Church Street will be closed for a street party for both weekends of WorldPride — a first for the festival. The BIA hopes the first weekend will have more of a community feel and is sponsoring an art tour of the neighbourhood that will show off the Church Street murals, as well as art that will be installed in storefront windows throughout the neighbourhood. “The first weekend of WorldPride is going to be very neighbourly, getting to know your Village and focus on residents and community and local celebrations,” Devine says. “I’m really looking forward to being able to showcase that.”

Meanwhile, another neighbourhood project appears to have fallen by the wayside. Wong-Tam says she’s dropped efforts to animate the large public space at the corner of Church and Alexander streets, which were touched off when the removal of benches from the space caused an outcry. Wong-Tam says neighbours were unable to agree on a design for the corner, but the city still has funds set aside for the project should they come to agreement. “[Residents and neighbours] need to gather consensus amongst its membership, speak to the residents, determine whether they have some form of consensus, then work together,” she says.

The BIA has also had a plan for years to improve and expand the sidewalks throughout the Village, which would add more permanent seating and trees. The BIA had planned to time this work with the city’s water-main and road work, but it no longer has time to raise the necessary funds or complete the required environmental assessment before water-main work begins this summer.

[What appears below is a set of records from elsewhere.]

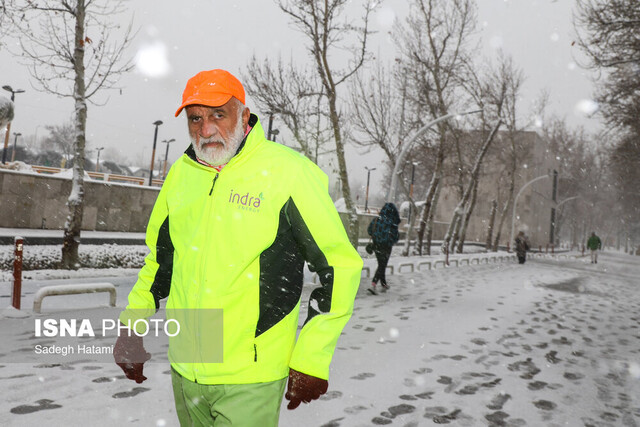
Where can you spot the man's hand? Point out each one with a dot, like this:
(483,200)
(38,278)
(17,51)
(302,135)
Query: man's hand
(304,388)
(130,355)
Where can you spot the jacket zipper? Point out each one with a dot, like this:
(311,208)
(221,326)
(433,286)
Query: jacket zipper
(213,184)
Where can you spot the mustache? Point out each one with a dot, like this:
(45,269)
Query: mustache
(204,141)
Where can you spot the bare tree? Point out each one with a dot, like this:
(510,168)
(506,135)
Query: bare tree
(68,47)
(294,96)
(607,32)
(319,22)
(433,45)
(466,203)
(62,137)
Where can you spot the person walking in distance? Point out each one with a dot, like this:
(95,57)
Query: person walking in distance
(522,246)
(384,234)
(236,220)
(594,244)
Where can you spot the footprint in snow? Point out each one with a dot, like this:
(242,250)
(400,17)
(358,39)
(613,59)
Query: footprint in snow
(363,376)
(133,392)
(40,405)
(330,395)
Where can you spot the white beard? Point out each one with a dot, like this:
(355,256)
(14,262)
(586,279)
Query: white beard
(217,151)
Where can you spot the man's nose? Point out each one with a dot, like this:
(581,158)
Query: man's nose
(208,130)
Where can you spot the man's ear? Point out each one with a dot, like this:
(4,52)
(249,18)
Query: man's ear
(246,113)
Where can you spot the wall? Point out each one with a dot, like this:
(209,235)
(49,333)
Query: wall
(30,200)
(26,198)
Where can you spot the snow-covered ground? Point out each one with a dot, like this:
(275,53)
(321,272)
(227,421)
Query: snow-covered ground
(554,342)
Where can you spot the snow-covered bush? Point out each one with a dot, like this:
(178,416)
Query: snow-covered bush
(91,256)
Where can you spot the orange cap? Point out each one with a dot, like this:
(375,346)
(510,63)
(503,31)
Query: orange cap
(212,88)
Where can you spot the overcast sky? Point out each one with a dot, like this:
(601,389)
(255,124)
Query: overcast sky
(215,34)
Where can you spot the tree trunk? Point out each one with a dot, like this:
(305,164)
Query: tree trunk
(407,243)
(467,218)
(71,239)
(492,220)
(432,216)
(352,228)
(454,226)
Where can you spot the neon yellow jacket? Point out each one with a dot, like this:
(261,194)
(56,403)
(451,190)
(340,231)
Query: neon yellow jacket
(237,240)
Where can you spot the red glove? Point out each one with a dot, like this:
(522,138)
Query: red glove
(130,355)
(304,388)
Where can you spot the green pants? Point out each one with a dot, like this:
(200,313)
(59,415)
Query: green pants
(238,405)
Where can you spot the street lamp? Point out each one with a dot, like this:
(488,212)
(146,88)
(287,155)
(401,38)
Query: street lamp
(366,198)
(166,155)
(6,136)
(270,125)
(515,202)
(98,159)
(153,153)
(15,141)
(391,195)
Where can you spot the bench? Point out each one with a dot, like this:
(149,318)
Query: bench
(73,289)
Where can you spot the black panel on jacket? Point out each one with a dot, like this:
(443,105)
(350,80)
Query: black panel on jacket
(281,276)
(164,257)
(320,299)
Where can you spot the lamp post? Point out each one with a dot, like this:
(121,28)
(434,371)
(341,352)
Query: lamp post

The BIA and The 519 have together secured funds for several of the improvements, including the new banners and gates. These come from development charges and sponsorship by the Pan Am Games and the Yellow Pages. “We’re shifting from less of an operational system with The 519 to a strategic relationship,” Devine says. “Through their grant-writing resources, they were able to assist the BIA in obtaining a grant for capital improvements that will be spent in 2014 and 15.”

Looking forward, Wong-Tam says she’s talking to residents about improvements to the pedestrian environment on Wellesley Street, perhaps tied to ongoing development projects on both sides of Yonge Street.